'No rush' to sell Lloyds shares as bank returns to profit
- 1 August 2013
- From the section Business
Deputy Prime Minister Nick Clegg has said the government will not be rushed into selling off its stake in Lloyds Banking Group.
His comments came after the bank, 39% owned by the government, said it had returned to profit.
Shares leapt as it announced it made £2.1bn ($3.2bn) in the six months to the end of June, compared with a loss of £456m for the same period last year.
Lloyds' shares jumped 8% to close near a three-year high of 74.1p.
That is well above the price of 61p that Chancellor George Osborne regards as the break-even level.
The government actually bought the shares at an average price of 73.6p during Lloyds' £20.3bn bailout at the height of the financial crisis, but the average market price at the time was 61p.
The government booked the difference as a loss and added it to the national debt.
Speaking about plans to sell the government stake in Lloyds, Mr Clegg said: "You don't suddenly declare when you've heard the latest figures from a bank... that you're going to take this very very big step.
"It's something that you want to do properly and thoroughly but our overall approach is very very clear... we want to put Lloyds back into the private sector.
"We want to make sure that taxpayers interests are properly safeguarded and the taxpayer is not short-changed in any way."
The comments echoed Chief Secretary to the Treasury, Danny Alexander, who had earlier said there was no timetable for the sale.
Lloyds said it would be talking to regulators in the coming months about resuming paying a dividend on its shares, which would pave the way for the government to sell off its stake.
It said it had made substantial progress on strengthening its balance sheet, although "further work remains to be done".
The bank's chief executive, Antonio Horta-Osorio, said: "We are now well on track to create a bank with a leading cost position, lower risk, a lower cost of equity, and products and services focused on our customers' needs, to deliver strong, stable and sustainable returns to our shareholders."
However, Peter McNamara, a former head of personal banking at Lloyds TSB and the current chief executive of ATM operator Note Machine, told the BBC that the sell-off would start soon.
Return to profit
"The political pressure, I think, is on for George Osborne to show a deficit reduction and to claim that this has been a profitable management of this bit of the banking sector back into non-state ownership and the state getting refunded, so I think there's good omens for something to happen fairly promptly on that," he said.
Lloyds said its core lending was 1% higher, largely boosted by a 5% jump in net lending to small and medium-sized businesses.
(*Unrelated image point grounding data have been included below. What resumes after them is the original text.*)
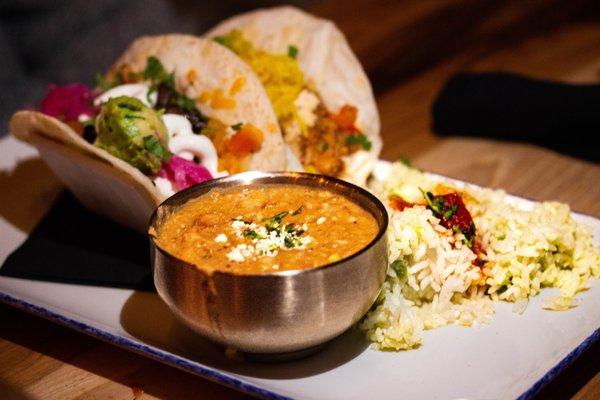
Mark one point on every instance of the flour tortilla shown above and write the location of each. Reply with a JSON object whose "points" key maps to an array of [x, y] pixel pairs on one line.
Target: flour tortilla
{"points": [[114, 188], [328, 63]]}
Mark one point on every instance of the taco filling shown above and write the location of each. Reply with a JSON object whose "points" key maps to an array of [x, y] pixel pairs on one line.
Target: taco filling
{"points": [[319, 137], [142, 119]]}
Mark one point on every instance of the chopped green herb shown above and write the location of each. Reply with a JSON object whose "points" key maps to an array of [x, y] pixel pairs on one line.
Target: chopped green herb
{"points": [[436, 205], [292, 51], [360, 140], [154, 70], [450, 212], [251, 234], [276, 219], [401, 268], [152, 144]]}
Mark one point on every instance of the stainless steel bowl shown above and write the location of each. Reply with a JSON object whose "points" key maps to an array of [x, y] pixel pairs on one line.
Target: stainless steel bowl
{"points": [[280, 312]]}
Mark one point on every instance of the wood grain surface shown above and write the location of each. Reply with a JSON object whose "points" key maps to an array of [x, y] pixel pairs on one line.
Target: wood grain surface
{"points": [[409, 50]]}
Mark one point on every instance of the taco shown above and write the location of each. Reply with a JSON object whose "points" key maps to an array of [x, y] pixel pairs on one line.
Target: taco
{"points": [[321, 95], [174, 110]]}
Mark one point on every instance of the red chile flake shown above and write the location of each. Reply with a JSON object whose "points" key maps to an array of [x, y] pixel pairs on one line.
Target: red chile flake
{"points": [[453, 214], [399, 204]]}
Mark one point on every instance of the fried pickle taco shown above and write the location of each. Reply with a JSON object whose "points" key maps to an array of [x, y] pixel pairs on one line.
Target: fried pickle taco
{"points": [[321, 95], [173, 111]]}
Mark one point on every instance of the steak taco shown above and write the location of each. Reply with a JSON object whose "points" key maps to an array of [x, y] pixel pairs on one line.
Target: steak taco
{"points": [[174, 110], [319, 91]]}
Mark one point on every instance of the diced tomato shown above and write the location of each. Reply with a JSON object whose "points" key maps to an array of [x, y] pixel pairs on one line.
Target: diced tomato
{"points": [[245, 141], [346, 118], [398, 203]]}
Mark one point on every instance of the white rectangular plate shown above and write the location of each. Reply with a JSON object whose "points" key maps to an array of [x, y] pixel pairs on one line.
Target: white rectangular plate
{"points": [[514, 356]]}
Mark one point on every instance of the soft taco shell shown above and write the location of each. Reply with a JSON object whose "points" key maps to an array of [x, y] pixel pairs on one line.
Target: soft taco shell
{"points": [[202, 66], [114, 188], [102, 182], [328, 63]]}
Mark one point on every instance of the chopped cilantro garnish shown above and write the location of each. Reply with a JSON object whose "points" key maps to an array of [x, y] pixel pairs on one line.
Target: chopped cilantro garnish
{"points": [[251, 234], [450, 212], [360, 140], [292, 51], [276, 219], [401, 268], [436, 205], [152, 144]]}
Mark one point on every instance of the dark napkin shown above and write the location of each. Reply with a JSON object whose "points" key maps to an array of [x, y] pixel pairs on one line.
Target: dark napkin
{"points": [[560, 116], [74, 245]]}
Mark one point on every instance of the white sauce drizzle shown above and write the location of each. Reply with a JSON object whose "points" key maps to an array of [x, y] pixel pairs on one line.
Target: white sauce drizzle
{"points": [[137, 90]]}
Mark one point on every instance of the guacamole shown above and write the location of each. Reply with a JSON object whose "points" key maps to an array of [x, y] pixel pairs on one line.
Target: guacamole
{"points": [[280, 74], [133, 132]]}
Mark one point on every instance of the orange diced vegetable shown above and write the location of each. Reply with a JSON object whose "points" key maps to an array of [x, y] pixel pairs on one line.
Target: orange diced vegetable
{"points": [[245, 141], [220, 101]]}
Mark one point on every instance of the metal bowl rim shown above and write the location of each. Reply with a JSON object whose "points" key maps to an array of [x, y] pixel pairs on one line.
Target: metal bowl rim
{"points": [[382, 228]]}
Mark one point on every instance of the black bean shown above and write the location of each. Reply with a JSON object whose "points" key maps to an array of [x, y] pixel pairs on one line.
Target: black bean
{"points": [[164, 96], [197, 120], [89, 133]]}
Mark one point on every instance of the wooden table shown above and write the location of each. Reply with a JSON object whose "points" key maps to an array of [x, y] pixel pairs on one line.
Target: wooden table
{"points": [[409, 49]]}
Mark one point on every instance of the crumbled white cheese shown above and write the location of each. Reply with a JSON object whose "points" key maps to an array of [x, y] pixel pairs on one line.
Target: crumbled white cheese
{"points": [[221, 238], [306, 103], [235, 255], [267, 242]]}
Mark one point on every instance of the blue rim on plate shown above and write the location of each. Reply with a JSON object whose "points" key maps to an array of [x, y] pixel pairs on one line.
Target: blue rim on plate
{"points": [[236, 383], [143, 349]]}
Meanwhile, mortgage lending grew to £14.5bn in the first half, up from £12.3bn in the same six months last year.
The bank said the increase in mortgage lending was helped by the government's Funding for Lending scheme.
It added that growth of as much as 3% in the next year in mortgage lending is expected thanks to the Help to Buy initiative, which seeks to put more people on the housing ladder.
Mr Horta-Osorio also confirmed Lloyds' plan to rebrand 631 branches in the UK as TSB Bank from 9 September.
Following the rebranding, Lloyds will float off the TSB business, which will have its own board and chairman.
The separation of TSB into a separate entity is aimed at coming into line with EU rules on state aid and became necessary after a deal to sell the branches to the Co-operative Group fell through earlier this year.
Bad debts at Lloyds fell 43% to £1.8bn, but the group had to make a further £450m charge to its accounts to cover compensation for the mis-selling of payment protection insurance (PPI).
That means the bank's total bill for PPI related costs has so-far reached £7.3bn.
On the international front, Lloyds' cost-cutting programme continued in the first half of the year.
It has now closed branches and exited from 17 countries, as it looks to focus on its core UK market.
The bank's plan is to be operating in fewer than 10 countries by the end of next year.